Ketiga, kalau pemerintah mau menyampaikan perkembangan penanganan bencana yang baru terjadi di Sulteng juga NTB, pertemuan ini merupakan kesempatan Indonesia untuk menerima komitmen bantuan dari negara-negara sahabat. Keempat, jangan abaikan juga kesempatan yang langka ini sebagai momentum untuk bertemu dan mempresentasikan gagasan program pembangunan serta capaian-capaian Indonesia hingga saat ini kepada para pengambil keputusan dari berbagai negara, pengusaha dan investor yang menghadiri pertemuan ini.
Akan sangat banyak waktu yang diperlukan dan belum tentu langsung direspon kalau harus menemui mereka ke negara masing-masing, atau mengundang mereka satu persatu untuk datang ke Indonesia. Dampak dari presentasi di pertemuan ini bisa langsung berupa penandatanganan kesepakatan kerjasama, seperti yang terjadi hari Kamis 11 Oktober 2018 yang memastikan investasi 202 triliun masuk ke Indonesia. Bagaimanapun hal ini akan berdampak pada pembangunan nasional dalam jangka panjang.

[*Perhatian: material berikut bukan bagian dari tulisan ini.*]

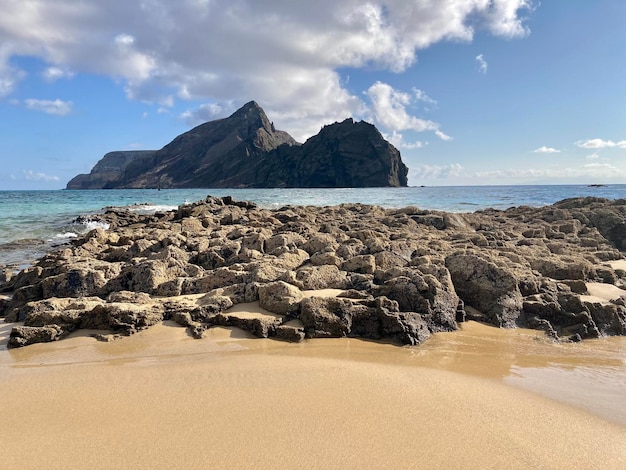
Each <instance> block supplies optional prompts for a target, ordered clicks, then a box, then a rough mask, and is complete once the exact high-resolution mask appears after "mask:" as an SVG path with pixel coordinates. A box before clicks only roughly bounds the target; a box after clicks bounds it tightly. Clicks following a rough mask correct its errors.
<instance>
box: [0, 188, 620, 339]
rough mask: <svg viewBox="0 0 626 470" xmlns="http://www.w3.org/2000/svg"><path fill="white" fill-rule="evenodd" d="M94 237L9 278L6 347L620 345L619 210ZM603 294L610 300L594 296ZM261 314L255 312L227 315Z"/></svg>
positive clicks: (410, 220)
mask: <svg viewBox="0 0 626 470" xmlns="http://www.w3.org/2000/svg"><path fill="white" fill-rule="evenodd" d="M98 217H99V218H100V219H101V220H102V221H105V222H107V223H108V224H110V229H109V230H106V231H105V230H103V229H95V230H93V231H91V232H89V233H88V234H86V235H85V236H83V237H82V238H79V239H76V240H74V241H72V243H71V246H68V247H65V248H63V249H60V250H57V251H55V252H52V253H49V254H48V255H46V256H45V257H43V258H42V259H41V260H40V261H39V262H38V263H37V264H36V265H34V266H32V267H29V268H27V269H24V270H22V271H21V272H19V273H17V274H16V275H11V273H4V275H3V277H2V278H1V279H2V281H1V282H0V290H2V291H4V292H10V293H11V294H12V295H11V296H10V297H8V298H7V299H5V300H3V301H1V303H0V315H1V316H3V317H5V318H6V320H7V321H21V322H23V325H20V326H15V327H14V328H13V330H12V332H11V334H10V340H9V347H20V346H25V345H28V344H32V343H36V342H47V341H55V340H58V339H61V338H63V337H65V336H66V335H68V334H69V333H71V332H73V331H76V330H78V329H82V328H85V329H97V330H102V332H101V333H99V334H98V338H99V339H102V340H110V339H114V338H117V337H120V336H124V335H129V334H132V333H135V332H137V331H140V330H142V329H146V328H148V327H150V326H152V325H155V324H158V323H161V322H162V321H164V320H173V321H175V322H177V323H178V324H180V325H182V326H184V327H186V328H188V330H189V333H190V334H191V335H193V336H195V337H201V336H202V335H203V334H204V332H205V331H206V330H207V329H209V328H211V327H213V326H236V327H239V328H242V329H244V330H247V331H249V332H251V333H252V334H254V335H255V336H257V337H274V338H278V339H283V340H288V341H301V340H303V339H305V338H318V337H360V338H369V339H375V340H379V339H387V340H391V341H394V342H396V343H399V344H410V345H417V344H419V343H421V342H423V341H425V340H426V339H427V338H428V337H429V335H430V334H431V333H435V332H441V331H451V330H454V329H456V328H457V327H458V323H459V322H462V321H464V320H466V319H468V318H469V319H474V320H479V321H481V322H484V323H488V324H491V325H495V326H498V327H507V328H509V327H516V326H524V327H530V328H535V329H541V330H543V331H545V332H546V333H547V334H548V335H549V336H550V337H552V338H554V339H555V340H565V341H579V340H582V339H585V338H596V337H599V336H604V335H624V334H626V307H625V305H626V303H625V301H624V297H623V296H622V294H626V291H623V290H622V289H621V288H622V287H624V286H625V285H626V271H624V270H623V269H622V267H621V265H620V264H619V263H620V260H623V258H624V254H623V250H624V249H625V247H626V245H625V239H626V200H616V201H612V200H607V199H600V198H593V197H587V198H576V199H568V200H564V201H561V202H558V203H556V204H554V205H552V206H547V207H541V208H531V207H517V208H511V209H508V210H505V211H498V210H493V209H490V210H484V211H479V212H475V213H471V214H470V213H468V214H460V213H444V212H437V211H427V210H421V209H419V208H417V207H404V208H399V209H383V208H381V207H378V206H372V205H363V204H342V205H339V206H334V207H311V206H307V207H303V206H285V207H282V208H280V209H276V210H268V209H262V208H259V207H257V206H256V204H254V203H251V202H245V201H235V200H233V199H232V198H230V197H223V198H216V197H211V196H209V197H207V198H206V199H205V200H203V201H199V202H196V203H193V204H188V205H182V206H180V207H179V208H178V209H177V210H174V211H170V212H164V213H156V214H154V215H139V214H137V213H134V212H130V211H128V210H126V209H116V208H110V209H109V210H107V211H106V212H104V213H103V214H102V215H100V216H98ZM599 287H604V288H608V289H611V290H612V292H613V295H611V296H609V297H608V298H600V297H598V296H594V295H593V294H594V290H597V289H598V288H599ZM249 303H258V304H256V305H258V307H260V310H259V312H260V313H259V314H258V315H253V316H250V315H241V314H239V313H238V309H237V308H236V307H237V305H238V304H249Z"/></svg>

Kita pasti sepakat bahwa tidak ada satu pun negara di dunia ini yang dapat melakukan pembangunan secara mandiri, tanpa kerjasama dan dukungan negara lain. Tidak satu pun negara yang dapat memenuhi kebutuhannya sendiri. Kita lihat perusahaan-perusahaan raksasa di industri penerbangan seperti Boeing, misalnya. Untuk efisiensi dan karena keterbatasan sediaan bahan baku alumunium, Boeing bekerjasama dengan negara lain, termasuk Indonesia, untuk pembuatan bagian-bagian dari badan pesawat yang mereka produksi.
Indonesia juga sama, membutuhkan kerjasama negara asing untuk pengembangan teknologi juga mendukung ketersediaan dana untuk pembangunan infrastruktur dan sumberdaya manusia (SDM) di tanah air. Terkait pembangunan SDM, Presiden Jokowi saat diwawancarai Radio Sonora mengatakan, “Ya, kemarin 3 tahun kita konsentrasi fokus membangun infrastruktur. Ke depan, penting bagi kita semua untuk juga membangun sumber daya manusia, menyiapkan anak-anak kita, kesehatan, pembangunan ekonomi rakyat termasuk BUMDes.”
Pertanyaannya, sumber dananya dari mana? Padahal kita tahu, untuk pembangunan SDM tidak sedikit dana yang dibutuhkan kalau dilakukan sendiri. Jangan sederhanakan pembangunan SDM hanya sebatas belajar hingga ke perguruan tinggi. Untuk kemajuan bangsa dan mencapai keunggulan dalam persaingan global, tingkat pendidikan bukan diferensiasi yang utama. Karakter manusia yang menjadi pembeda terpenting. Memiliki pendidikan tinggi tidak serta merta berkontribusi positif terhadap pembangunan bangsa bila tidak memiliki right mental attitide. Koruptor- koruptor di Indonesia bukan lulusan SD atau SMP.
Karena itu, harus dilakukan program pengembangan manusia lebih dari sekedar meningkatkan pendidikan anak bangsa. SDM di Indonesia harus dilatih dan hidup dalam kebiasaan yang positif dan benar. Untuk tujuan tersebut, pemerintah tidak harus mengeluarkan biaya. Melalui pertemuan IMF - WB di Bali, pemerintah dapat mengundang dan meyakinkan investor asing untuk membangun usaha di Indonesia. Kalau mereka bersedia, kita mendapat tempat untuk melatih sumberdaya manusia dengan nilai-nilai unggul yang dimiliki perusahaan-perusahaan kelas dunia.
Karena itu, perusahaan asing kelas dunia bukan hanya menjadi tempat “pelatihan” dan pembangunan karakter yang gratis, tetapi juga membuka banyak lapangan kerja. Di samping itu, Indonesia juga akan mendapat manfaat dalam pengembangan dan alih teknologi dari mereka. Hal ini dampak jangka panjang yang sangat penting untuk Indonesia.
Selamat dan sukses untuk pertemuan IMF - WB di Bali.***
Penulis, Konsultan Bisnis & Dosen Praktisi di Universitas Sanata Dharma, Yogyakarta.